Preventing scores has been an issue for most of the season for the Cats. They hung around the 30-45 range in Ken Pomeroy's Adjusted Defensive Rating for much of the season (I don't think there's anyway to look that up, you'll just have to take my word for it. I've kept an eye on it all season). Their play of late has been better though - enough to get them up to 25th.
Just like yesterday, what follows are graphs showing a running 5 game average of UK's defensive performance in each of the 4 Factors. I've also included the average of opponents' season-long offensive numbers for each category (For example, UK's eFG% defense is plotted against the average of their opponents' eFG% for the season). This will help give some intuition on how the Cat's performance matches up against the offenses they've faced.
The horizontal axis marks the 5th game in the particular group being averaged. For example, the first Florida game on the graph marks the average of the Florida game in Rupp along with the four games preceding it. The last point on the graph is the most recent five games: the SEC Tournament and NCAA Tournament.
This part has actually gotten worse recently which is surprising because defending shots is such a big part of what Cal does defensively. You can't really pin it on the opponents since, for the better part of the season, UK has faced teams that collectively shoot the ball at pretty much the same clip.

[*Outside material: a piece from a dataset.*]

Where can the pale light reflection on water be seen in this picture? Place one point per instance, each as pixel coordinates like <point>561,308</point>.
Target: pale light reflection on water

I almost didn't include turnovers, because one of the constants of a John Calipari defense is that they don't force them. Kentucky doesn't pressure the ball with the intent to steal or force passes that can be picked off. Steals are created as a matter of opportunity and not design. There is nothing here that is either noteworthy or of concern.
Well now, look at that. This is the biggest difference in recent defensive performance. Kentucky is completely shutting down the ability of their opponents to get 2nd chances to score and that improvement is quite dramatic. Three games in particular are driving this - Florida at the end of the season, and the NCAA Tournament games against Kansas St and Wichita St. In the SEC Tournament the Cats were solid but not as spectacular as in the other three games mentioned. Louisville is a very good offensive rebounding team, so continued success will be crucial to getting the season sweep of the Cards.
Oof. Defending without fouling is another staple of a Calipari defense but recently the Cats have been happy to send opponents to the line nearly as much as they've gone themselves. Notice that it really jumped up around the time conference play started, reaching its apex during the SEC Tournament. No, I'm not commenting on SEC officials. Not at all. The games @Florida, LSU, and Georgia are what are primarily driving the jump at the end. In their last 3 games UK has defensive FT Rates of 32.1 (Florida), 22.6 (K State), and 36.7 (WSU) which is much more in line with what we should expect from the team, so ultimately I'm not worried that this represents any kind of fundamental change in how they are playing.
Wrapping it up with a Big Blue Bow
The biggest driver of the recent defensive success has come from rebounding. That's a bit different from how Cal's teams usually succeed defensively, as they are typically solid-but-not-spectacular in this respect. I'm not sure how much of the recent improvement is due to a schematic change, opponents choosing not to go after missed shots, and simple random variation. Everything else looks pretty much like I would expect it too, both from what they've done all season and from what Cal's teams typically do defensively. That was good enough to beat Louisville in December and it should be good enough to beat them tonight, though obviously nothing is guaranteed.
Bonus Extra Graph! Assists!
Wild Weasel asked about assists in the post about offense, so here's a graph showing UK's assist rate (Assists divided by Made Field Goals). For comparison I've included the 2012 team's running average for the entire season. The biggest takeaway to me is that both teams were on an upward trend at the same point in the season which I would think is a good indicator of something: better passing, better shooting, better chemistry, all three?.